Actualités Hautes-Pyrénées
Des tags injurieux découverts sur l’église du Sacré-Cœur
Mardi matin 11 novembre, des inscriptions offensantes envers la religion catholique ont été découvertes sur les portes de l’église paroissiale du Sacré-Cœur, en plein centre-ville de Lourdes. L’acte, non revendiqué, intervient quelques mois seulement après la restauration complète de l’édifice.

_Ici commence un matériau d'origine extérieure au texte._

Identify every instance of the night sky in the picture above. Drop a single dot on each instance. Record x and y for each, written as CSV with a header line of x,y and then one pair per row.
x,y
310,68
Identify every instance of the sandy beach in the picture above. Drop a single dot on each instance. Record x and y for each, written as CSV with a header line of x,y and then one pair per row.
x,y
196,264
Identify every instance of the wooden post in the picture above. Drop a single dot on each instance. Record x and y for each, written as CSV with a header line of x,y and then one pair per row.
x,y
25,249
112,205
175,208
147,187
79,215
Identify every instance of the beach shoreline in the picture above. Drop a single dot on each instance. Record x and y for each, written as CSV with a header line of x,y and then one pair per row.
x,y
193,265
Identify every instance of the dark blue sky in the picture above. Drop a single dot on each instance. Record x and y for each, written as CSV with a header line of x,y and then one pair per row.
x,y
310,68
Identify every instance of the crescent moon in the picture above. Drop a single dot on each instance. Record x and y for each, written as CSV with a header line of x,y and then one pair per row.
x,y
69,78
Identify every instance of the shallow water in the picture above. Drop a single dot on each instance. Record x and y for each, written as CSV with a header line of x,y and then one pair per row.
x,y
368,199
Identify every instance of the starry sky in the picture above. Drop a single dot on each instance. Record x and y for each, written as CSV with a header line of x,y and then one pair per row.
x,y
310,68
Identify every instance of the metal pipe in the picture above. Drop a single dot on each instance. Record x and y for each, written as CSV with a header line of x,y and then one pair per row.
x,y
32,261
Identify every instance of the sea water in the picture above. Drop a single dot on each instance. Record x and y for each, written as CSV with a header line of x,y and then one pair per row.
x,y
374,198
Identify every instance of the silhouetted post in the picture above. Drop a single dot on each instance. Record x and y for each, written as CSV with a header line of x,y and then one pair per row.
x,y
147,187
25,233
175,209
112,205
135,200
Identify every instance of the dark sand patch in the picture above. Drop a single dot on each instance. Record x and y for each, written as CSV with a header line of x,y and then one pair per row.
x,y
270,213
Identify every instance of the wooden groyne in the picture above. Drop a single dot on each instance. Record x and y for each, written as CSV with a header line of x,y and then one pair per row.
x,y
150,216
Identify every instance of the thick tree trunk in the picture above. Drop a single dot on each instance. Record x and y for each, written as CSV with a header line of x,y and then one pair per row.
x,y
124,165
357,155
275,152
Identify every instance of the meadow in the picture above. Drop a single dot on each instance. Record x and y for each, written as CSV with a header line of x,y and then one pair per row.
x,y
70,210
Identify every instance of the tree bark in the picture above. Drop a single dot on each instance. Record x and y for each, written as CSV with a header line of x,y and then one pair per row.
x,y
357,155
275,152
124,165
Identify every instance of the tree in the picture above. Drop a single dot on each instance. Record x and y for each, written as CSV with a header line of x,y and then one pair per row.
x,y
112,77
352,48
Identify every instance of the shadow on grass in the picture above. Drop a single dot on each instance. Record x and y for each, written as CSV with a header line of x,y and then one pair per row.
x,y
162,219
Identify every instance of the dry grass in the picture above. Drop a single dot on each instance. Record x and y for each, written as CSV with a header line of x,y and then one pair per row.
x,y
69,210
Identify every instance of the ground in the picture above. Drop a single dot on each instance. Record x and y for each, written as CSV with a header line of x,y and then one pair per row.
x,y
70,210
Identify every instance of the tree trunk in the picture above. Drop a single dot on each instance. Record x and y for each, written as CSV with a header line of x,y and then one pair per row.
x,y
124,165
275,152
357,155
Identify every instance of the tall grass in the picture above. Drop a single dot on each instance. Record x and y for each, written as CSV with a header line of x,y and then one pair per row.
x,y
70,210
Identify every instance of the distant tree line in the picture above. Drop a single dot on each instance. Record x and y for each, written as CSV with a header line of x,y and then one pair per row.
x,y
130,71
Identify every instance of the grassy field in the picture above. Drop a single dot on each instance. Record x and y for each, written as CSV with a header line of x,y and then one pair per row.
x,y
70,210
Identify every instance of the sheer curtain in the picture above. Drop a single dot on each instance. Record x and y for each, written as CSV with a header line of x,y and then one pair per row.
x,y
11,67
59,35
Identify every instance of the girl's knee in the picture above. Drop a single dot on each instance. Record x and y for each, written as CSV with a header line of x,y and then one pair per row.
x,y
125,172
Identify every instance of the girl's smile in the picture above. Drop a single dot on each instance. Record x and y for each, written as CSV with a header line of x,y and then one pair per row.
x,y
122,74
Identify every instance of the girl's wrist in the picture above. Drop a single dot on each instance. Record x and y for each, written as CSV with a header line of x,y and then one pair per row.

Les faits ont été constatés tôt dans la matinée du 11 novembre, alors que les présidents d’associations patriotiques et leurs porte-drapeaux arrivaient sur le parvis pour assister à la messe traditionnelle de 8h30.
À leur arrivée, ils ont découvert avec stupéfaction des tags tracés au marqueur blanc sur les portes latérales et la porte centrale de l’église. Selon une source policière citée par Le Figaro, ces inscriptions comportaient « des propos offensants envers la religion catholique ».
La police nationale de Lourdes, rapidement alertée, s’est rendue sur place pour constater les dégradations. Une enquête a été ouverte afin d’identifier les auteurs, qui demeurent pour l’heure inconnus.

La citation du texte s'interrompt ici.